The inquiry into National Prosecuting Authority (NPA) advocates Nomgcobo “Snake” Jiba and Lawrence “Snail” Mrwebi’s fitness to hold office began yesterday under the shadow of allegations by Bosasa whistleblower Angelo Agrizzi that they had been bribed for years.
“Snake” and “Snail” are the codewords assigned by former national commissioner of correctional services Linda Mti to Jiba and Mrwebi in 2009, Agrizzi has told the Commission of Inquiry into State Capture.
He claimed Mti met weekly with Jiba and Mrwebi, who would provide updates of the investigation into Bosasa. In return, Jiba would be paid R100,000 a month and Mrwebi R10,000, he has alleged.
Jackie Lepinka, alleged to be working with Jiba and Mwrebi at the NPA, was alleged to have received R20,000 a month.
“Lawrence Mrwebi, Nomgcobo Jiba and Jackie Lepinka continued to receive these monthly payments until such time as I left the employment of Bosasa,” Agrizzi said.
In return for the cash, Mti gave Agrizzi documents he claimed came from Jiba, Mrwebi or Lepinka which were used to subvert the Bosasa investigation.

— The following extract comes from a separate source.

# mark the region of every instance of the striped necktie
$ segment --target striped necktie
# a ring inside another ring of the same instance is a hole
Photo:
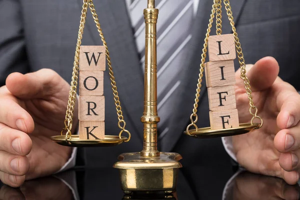
[[[134,29],[137,49],[144,68],[144,23],[142,15],[146,0],[131,0],[128,12]],[[174,110],[174,100],[182,83],[180,69],[188,53],[192,38],[190,24],[193,17],[192,0],[156,0],[159,9],[157,24],[158,110],[158,138],[169,130],[168,119]]]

“On May 8, 2015, when it became apparent through media reports that Jiba and Mrwebi were compromised, I accompanied [Bosasa boss] Gavin Watson to a meeting with Mti at his house,” Agrizzi said. “During this meeting, Gavin Watson emphasised to Mti that Jiba was compromised and Bosasa was at risk. He made proposals as to how this should be handled.”
Agrizzi said he had made a recording of the discussion, which he had handed to the commission as evidence.

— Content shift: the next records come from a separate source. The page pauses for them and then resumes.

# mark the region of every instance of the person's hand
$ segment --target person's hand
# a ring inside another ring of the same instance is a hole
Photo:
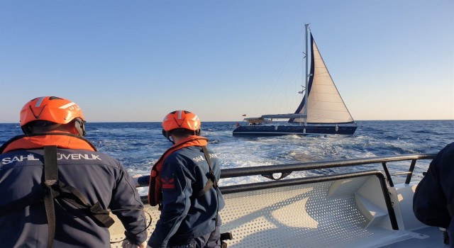
[[[123,240],[121,244],[123,248],[147,248],[147,242],[144,241],[140,244],[133,244],[131,241],[126,239]]]

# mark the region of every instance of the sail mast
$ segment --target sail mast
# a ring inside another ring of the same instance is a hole
[[[304,125],[307,125],[307,98],[309,97],[308,94],[308,86],[309,86],[309,42],[307,41],[307,33],[309,29],[309,24],[304,24],[306,26],[306,86],[304,90]]]

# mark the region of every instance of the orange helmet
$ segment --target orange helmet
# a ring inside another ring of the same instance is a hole
[[[200,119],[197,115],[186,111],[170,112],[162,120],[162,135],[171,142],[169,131],[175,129],[187,129],[194,131],[194,135],[200,135]]]
[[[21,126],[34,120],[67,124],[76,118],[85,121],[82,109],[74,102],[56,96],[42,96],[28,102],[21,111]]]
[[[162,129],[170,131],[176,128],[197,131],[200,129],[200,119],[197,115],[186,111],[170,112],[162,120]]]

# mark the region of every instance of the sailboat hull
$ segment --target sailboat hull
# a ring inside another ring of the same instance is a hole
[[[233,135],[275,136],[287,135],[353,135],[356,124],[340,125],[240,125],[236,128]]]

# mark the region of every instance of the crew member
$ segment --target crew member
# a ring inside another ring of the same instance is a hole
[[[146,247],[146,219],[133,179],[82,136],[74,102],[44,96],[21,111],[25,135],[0,147],[1,247],[110,247],[108,210],[124,225],[125,246]]]
[[[433,158],[427,173],[416,186],[413,211],[423,223],[448,229],[454,247],[454,142],[442,149]]]
[[[185,111],[162,121],[162,134],[174,145],[153,165],[150,178],[150,205],[161,209],[148,240],[153,248],[221,247],[221,170],[216,154],[206,149],[208,140],[200,136],[200,125],[196,115]]]

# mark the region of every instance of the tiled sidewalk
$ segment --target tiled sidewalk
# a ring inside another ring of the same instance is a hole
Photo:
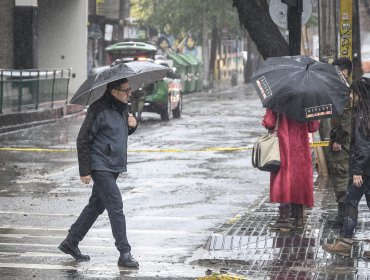
[[[370,250],[370,210],[363,200],[349,258],[321,248],[338,235],[339,229],[327,222],[335,214],[332,190],[315,189],[315,206],[305,210],[303,230],[272,231],[268,225],[277,217],[277,205],[269,203],[266,192],[208,239],[197,263],[247,279],[370,279],[370,261],[362,258],[363,251]]]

It’s heady stuff, but heading the inquiry is former Constitutional Court Justice Yvonne Mokgoro, who was initially operating under the assumption the inquiry would focus on the many disparaging remarks made by numerous courts against Jiba and Mrwebi’s apparently flimsy grasp on SA law.

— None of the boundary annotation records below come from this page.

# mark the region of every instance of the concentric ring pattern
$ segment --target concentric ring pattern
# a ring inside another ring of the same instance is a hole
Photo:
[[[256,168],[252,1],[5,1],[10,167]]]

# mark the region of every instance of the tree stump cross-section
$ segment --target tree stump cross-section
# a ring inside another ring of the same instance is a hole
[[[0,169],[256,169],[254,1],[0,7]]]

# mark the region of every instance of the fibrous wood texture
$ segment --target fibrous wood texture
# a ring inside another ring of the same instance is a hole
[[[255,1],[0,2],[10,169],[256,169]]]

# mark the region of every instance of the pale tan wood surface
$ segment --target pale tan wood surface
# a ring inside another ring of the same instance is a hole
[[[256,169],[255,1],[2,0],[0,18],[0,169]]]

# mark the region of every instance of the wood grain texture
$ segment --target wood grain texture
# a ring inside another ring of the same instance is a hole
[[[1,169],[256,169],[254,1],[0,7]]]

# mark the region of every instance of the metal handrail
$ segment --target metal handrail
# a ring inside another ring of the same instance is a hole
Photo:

“The inquiry is not a commission as contemplated in the Commissions Act, a disciplinary hearing or a trial,” Mokgoro said when gazetting the inquiry.
“The inquiry is not determining whether anyone should face criminal prosecution, nor whether anyone is civilly liable for any breach of the law.”
This didn’t wash with forensic consultant Paul O’Sullivan, who has a long-running feud with the NPA, going back to when he was investigating Jackie Selebi for corruption.
“If the inquiry does not investigate Jiba’s role in state capture, then it won’t have done its job,” O’Sullivan has typically snarled at everyone, including evidence leader advocate Nazreen Bawa, in one of his shotgun e-mails.
“I note that paragraphs three and four [of the terms of reference] do not limit the areas to be looked into,” he added. “If the inquiry does not look into these matters, I will launch an application to compel.”
Yesterday, Dr Silas Ramaite and advocate Stephanus Jordan, both former senior NPA employees, told the inquiry how NPA operations worked.
Chris Macadam, NPA senior deputy director of public prosecution, is expected to testify today.
The enquiry is to furnish a report to President Cyril Ramaphosa by March 9.